To solve the problem, we need to determine the position of the ball after \( T/3 \) seconds when it is released from the top of a tower of height \( h \) meters. ### Step-by-Step Solution: 1. **Understanding the Motion**: The ball is released from rest, so its initial velocity \( u = 0 \) m/s. It falls under the influence of gravity, which means it experiences a constant acceleration \( g \) (approximately \( 9.81 \, \text{m/s}^2 \)). 2. **Using the Equation of Motion**: We can use the second equation of motion to find the distance traveled by the ball in time \( T \): \[ s = ut + \frac{1}{2} a t^2 \] Here, \( s \) is the distance traveled, \( u \) is the initial velocity, \( a \) is the acceleration, and \( t \) is the time. Substituting the known values: \[ h = 0 \cdot T + \frac{1}{2} g T^2 \] This simplifies to: \[ h = \frac{1}{2} g T^2 \] 3. **Finding the Distance Traveled in \( T/3 \) Seconds**: Now, we need to find the distance traveled by the ball in \( T/3 \) seconds. We can use the same equation of motion: \[ s' = u \left(\frac{T}{3}\right) + \frac{1}{2} g \left(\frac{T}{3}\right)^2 \] Substituting \( u = 0 \): \[ s' = 0 + \frac{1}{2} g \left(\frac{T}{3}\right)^2 \] This simplifies to: \[ s' = \frac{1}{2} g \frac{T^2}{9} = \frac{g T^2}{18} \] 4. **Relating \( s' \) to \( h \)**: From our earlier equation, we know that \( h = \frac{1}{2} g T^2 \).

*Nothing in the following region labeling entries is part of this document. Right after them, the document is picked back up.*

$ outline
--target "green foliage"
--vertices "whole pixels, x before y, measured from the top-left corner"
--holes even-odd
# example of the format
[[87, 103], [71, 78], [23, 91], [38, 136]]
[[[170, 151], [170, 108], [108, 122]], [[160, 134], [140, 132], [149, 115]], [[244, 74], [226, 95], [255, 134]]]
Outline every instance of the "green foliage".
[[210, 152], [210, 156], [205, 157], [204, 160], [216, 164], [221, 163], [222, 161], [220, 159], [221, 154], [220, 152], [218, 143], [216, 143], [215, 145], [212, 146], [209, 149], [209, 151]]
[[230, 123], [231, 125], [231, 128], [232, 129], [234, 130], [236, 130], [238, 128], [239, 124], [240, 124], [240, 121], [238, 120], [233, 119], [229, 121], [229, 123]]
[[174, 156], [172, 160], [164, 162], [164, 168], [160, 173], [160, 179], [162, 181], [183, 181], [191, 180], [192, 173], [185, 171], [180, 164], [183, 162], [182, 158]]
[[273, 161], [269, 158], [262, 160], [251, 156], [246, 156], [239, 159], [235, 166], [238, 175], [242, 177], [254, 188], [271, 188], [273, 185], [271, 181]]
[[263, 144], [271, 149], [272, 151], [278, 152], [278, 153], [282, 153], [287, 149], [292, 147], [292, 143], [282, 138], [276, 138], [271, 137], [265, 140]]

Thus, we can express \( s' \) in terms of \( h \): \[ s' = \frac{g T^2}{18} = \frac{1}{9} \left(\frac{1}{2} g T^2\right) = \frac{h}{9} \] 5. **Finding the Position from the Ground**: The position of the ball from the ground after \( T/3 \) seconds is: \[ \text{Position from ground} = h - s' = h - \frac{h}{9} = \frac{9h}{9} - \frac{h}{9} = \frac{8h}{9} \] ### Final Answer: The position of the ball from the ground after \( T/3 \) seconds is \( \frac{8h}{9} \) meters.